There’s some self-interest in Carolyn Martin’s suggestion that people delay celebrating Valentine’s Day.

The singer-guitarist wants to drum up an audience for her band’s concert on Thursday, Feb. 16, at the South Broadway Cultural Center.

Since Valentine’s Day falls on a Tuesday this year, Martin suggested that some people are more than welcome to celebrate at the concert.

Carolyn Martin Quartet WHEN: 7 p.m. Thursday, Feb. 16
WHERE: South Broadway Cultural Center, 1025 Broadway SE
HOW MUCH: $15. For reservations call 298-5589 or email inquiry@siliconheights.com or at the door

“That way you can stick something in a Valentine’s card – two tickets to the show,” she said in a phone interview from her home in Nashville, Tenn.

Martin’s ensemble, which plays Western swing and swing, will have at least a few romantic songs on the program.
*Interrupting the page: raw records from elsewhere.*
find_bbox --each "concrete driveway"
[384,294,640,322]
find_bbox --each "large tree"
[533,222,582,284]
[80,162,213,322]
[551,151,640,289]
One will be the ballad “The Nearness of You” and another is Hoot Hester’s “Only Time Will Tell,” a new song written in the style of the great ballads of the 1940s, she said.

Martin also will perform a couple of new songs that she’s written – “Wild West Texas Wind” and “Swing On.” They’re on a limited-edition CD titled “Preview.”

“The songs on the limited edition will eventually appear on two CDs that I hope to have out in the spring,” she said.

Among other songs on “Preview” are “Change Your Made-Up Mind” and “Tennessee Local.”

“We’re not sure who wrote ‘Tennessee Local,’ but we heard it on (a recording) of an old radio show of Tennessee Ernie Ford from the 1950s,” Martin said. “We fell in love with it. It’s a song about a slow-moving train. The beat, the lyrics, it’s a happy, good-feeling song. Every time we play it, it makes people smile.”

She said “Change Your Made-Up Mind” was composed by Chris Scruggs, the grandson of famous bluegrass banjo player Earl Scruggs.

“Like any song that attracts me, it makes me want to learn it,” Martin said. “The lyrical content is important. Music for me is a very emotional thing. … And the whole thing about Western swing music is that it puts a smile on your face. It’s impossible to be in a bad mood after listening to this music. That’s what it was designed to do.”

Ultimately, swing is dance music, but there’s no requirement that you have to dance to it, she said.

Her CD “Cookin’ with Carolyn” was voted the Western Swing Album of the Year by the Western Music Association last year.

Performing with Martin will be her husband, Dave Martin, on bass, Tommy Wells on drums and Eric Lewis on nonpedal steel guitar.